SpikeGrasp: A Benchmark for 6-DoF Grasp Pose Detection from Stereo Spike Streams

Gao, Zhuoheng, Zhang, Jiyao, Xie, Zhiyong, Dong, Hao, Yu, Zhaofei, Chen, Rongmei, Chen, Guozhang, Huang, Tiejun

arXiv.org Artificial Intelligence 

Most robotic grasping systems rely on converting sensor data into explicit 3D point clouds, which is a computational step not found in biological intelligence.

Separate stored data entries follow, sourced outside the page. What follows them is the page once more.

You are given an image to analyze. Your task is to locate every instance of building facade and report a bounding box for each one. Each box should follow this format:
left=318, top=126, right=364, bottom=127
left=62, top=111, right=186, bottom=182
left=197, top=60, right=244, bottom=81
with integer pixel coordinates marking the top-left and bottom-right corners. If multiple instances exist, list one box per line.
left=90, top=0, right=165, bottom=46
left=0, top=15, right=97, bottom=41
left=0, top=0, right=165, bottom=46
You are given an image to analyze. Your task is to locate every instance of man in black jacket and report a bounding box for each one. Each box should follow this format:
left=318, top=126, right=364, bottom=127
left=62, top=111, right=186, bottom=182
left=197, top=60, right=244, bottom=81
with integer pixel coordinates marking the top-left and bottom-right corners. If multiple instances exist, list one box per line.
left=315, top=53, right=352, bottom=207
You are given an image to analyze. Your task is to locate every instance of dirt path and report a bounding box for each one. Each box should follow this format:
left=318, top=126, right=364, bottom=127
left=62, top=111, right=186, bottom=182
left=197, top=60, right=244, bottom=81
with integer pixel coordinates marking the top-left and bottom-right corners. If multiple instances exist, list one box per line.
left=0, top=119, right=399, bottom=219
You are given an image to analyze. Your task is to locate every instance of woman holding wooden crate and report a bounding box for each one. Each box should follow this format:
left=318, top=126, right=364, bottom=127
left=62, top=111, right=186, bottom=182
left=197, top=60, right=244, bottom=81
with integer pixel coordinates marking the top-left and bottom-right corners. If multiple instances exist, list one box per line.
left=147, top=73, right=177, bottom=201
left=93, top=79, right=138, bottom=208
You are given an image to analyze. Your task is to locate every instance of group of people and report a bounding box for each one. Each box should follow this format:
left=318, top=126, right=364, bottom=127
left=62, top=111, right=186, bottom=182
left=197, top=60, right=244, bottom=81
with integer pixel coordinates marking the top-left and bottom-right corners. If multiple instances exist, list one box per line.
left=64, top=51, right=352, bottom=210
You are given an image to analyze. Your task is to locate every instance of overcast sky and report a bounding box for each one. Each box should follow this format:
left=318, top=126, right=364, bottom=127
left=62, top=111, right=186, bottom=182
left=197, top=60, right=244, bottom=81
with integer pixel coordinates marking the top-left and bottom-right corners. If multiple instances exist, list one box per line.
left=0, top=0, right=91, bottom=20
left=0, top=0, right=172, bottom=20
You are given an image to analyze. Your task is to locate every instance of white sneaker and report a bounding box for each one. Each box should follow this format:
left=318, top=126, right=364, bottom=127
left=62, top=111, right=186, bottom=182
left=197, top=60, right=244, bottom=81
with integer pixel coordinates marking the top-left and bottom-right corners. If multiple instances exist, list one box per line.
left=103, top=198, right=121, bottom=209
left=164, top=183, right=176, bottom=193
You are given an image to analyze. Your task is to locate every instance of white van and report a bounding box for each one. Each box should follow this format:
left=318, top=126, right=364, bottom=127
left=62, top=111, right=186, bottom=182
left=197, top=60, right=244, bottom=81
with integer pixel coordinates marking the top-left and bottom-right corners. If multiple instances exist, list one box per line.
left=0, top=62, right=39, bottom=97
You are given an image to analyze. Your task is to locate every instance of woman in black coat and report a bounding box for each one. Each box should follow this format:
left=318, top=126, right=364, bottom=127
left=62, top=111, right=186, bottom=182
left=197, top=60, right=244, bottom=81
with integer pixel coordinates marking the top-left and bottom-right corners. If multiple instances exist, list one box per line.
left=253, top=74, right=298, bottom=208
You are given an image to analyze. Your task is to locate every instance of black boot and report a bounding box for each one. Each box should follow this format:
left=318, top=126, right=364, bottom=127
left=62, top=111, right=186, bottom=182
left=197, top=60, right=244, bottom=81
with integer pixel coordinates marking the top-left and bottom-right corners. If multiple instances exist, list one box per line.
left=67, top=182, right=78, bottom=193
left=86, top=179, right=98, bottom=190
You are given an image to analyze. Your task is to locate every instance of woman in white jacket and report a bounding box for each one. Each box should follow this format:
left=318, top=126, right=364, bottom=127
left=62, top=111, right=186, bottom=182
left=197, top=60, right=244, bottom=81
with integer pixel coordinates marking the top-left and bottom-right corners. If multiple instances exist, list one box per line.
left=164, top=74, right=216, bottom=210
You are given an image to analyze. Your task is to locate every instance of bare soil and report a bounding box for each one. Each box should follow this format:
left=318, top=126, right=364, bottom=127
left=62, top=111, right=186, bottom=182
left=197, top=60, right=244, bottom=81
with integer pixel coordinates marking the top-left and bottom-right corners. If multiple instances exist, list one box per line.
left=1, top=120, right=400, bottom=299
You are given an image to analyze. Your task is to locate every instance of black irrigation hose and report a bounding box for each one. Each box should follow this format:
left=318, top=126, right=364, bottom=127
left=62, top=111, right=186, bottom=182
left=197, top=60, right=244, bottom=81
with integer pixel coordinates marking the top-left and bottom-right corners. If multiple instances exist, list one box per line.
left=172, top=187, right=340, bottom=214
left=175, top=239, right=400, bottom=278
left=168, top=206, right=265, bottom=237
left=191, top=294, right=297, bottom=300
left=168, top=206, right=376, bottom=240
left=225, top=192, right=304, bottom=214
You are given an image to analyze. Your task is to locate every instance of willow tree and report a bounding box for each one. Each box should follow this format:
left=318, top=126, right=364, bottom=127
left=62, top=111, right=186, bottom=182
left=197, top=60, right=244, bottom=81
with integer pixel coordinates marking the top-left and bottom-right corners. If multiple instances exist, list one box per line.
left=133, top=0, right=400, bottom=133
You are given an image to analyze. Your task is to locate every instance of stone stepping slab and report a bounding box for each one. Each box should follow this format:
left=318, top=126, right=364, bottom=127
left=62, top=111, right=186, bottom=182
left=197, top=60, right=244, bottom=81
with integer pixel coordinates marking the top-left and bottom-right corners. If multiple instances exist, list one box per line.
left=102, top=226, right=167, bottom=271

This paper explores a fundamentally different, neuro-inspired paradigm for 6-DoF grasp detection. We introduce SpikeGrasp, a framework that mimics the biological visuomotor pathway, processing raw, asynchronous events from stereo spike cameras, similarly to retinas, to directly infer grasp poses. Our model fuses these stereo spike streams and uses a recurrent spiking neural network, analogous to high-level visual processing, to iteratively refine grasp hypotheses without ever reconstructing a point cloud. To validate this approach, we built a large-scale synthetic benchmark dataset. Experiments show that SpikeGrasp surpasses traditional point-cloud-based baselines, especially in cluttered and textureless scenes, and demonstrates remarkable data efficiency. By establishing the viability of this end-to-end, neuro-inspired approach, SpikeGrasp paves the way for future systems capable of the fluid and efficient manipulation seen in nature, particularly for dynamic objects. The ability to pick up an arbitrary object is a fundamental measure of intelligence for an autonomous robot. The prevailing approach to this grasp detection problem follows a distinct geometry-first pipeline: capture a scene with sensors, reconstruct a 3D geometric model (typically a point cloud) and then analyze this model for a viable grasp (Fang et al., 2020; Gui et al., 2025). This paradigm is logical from a computer graphics perspective, but is a significant departure from how biological systems operate. The brain does not compute or store explicit point clouds to decide how to grasp a coffee cup (Cao et al., 2025); it leverages a continuous stream of sensory information processed through a highly efficient neural architecture.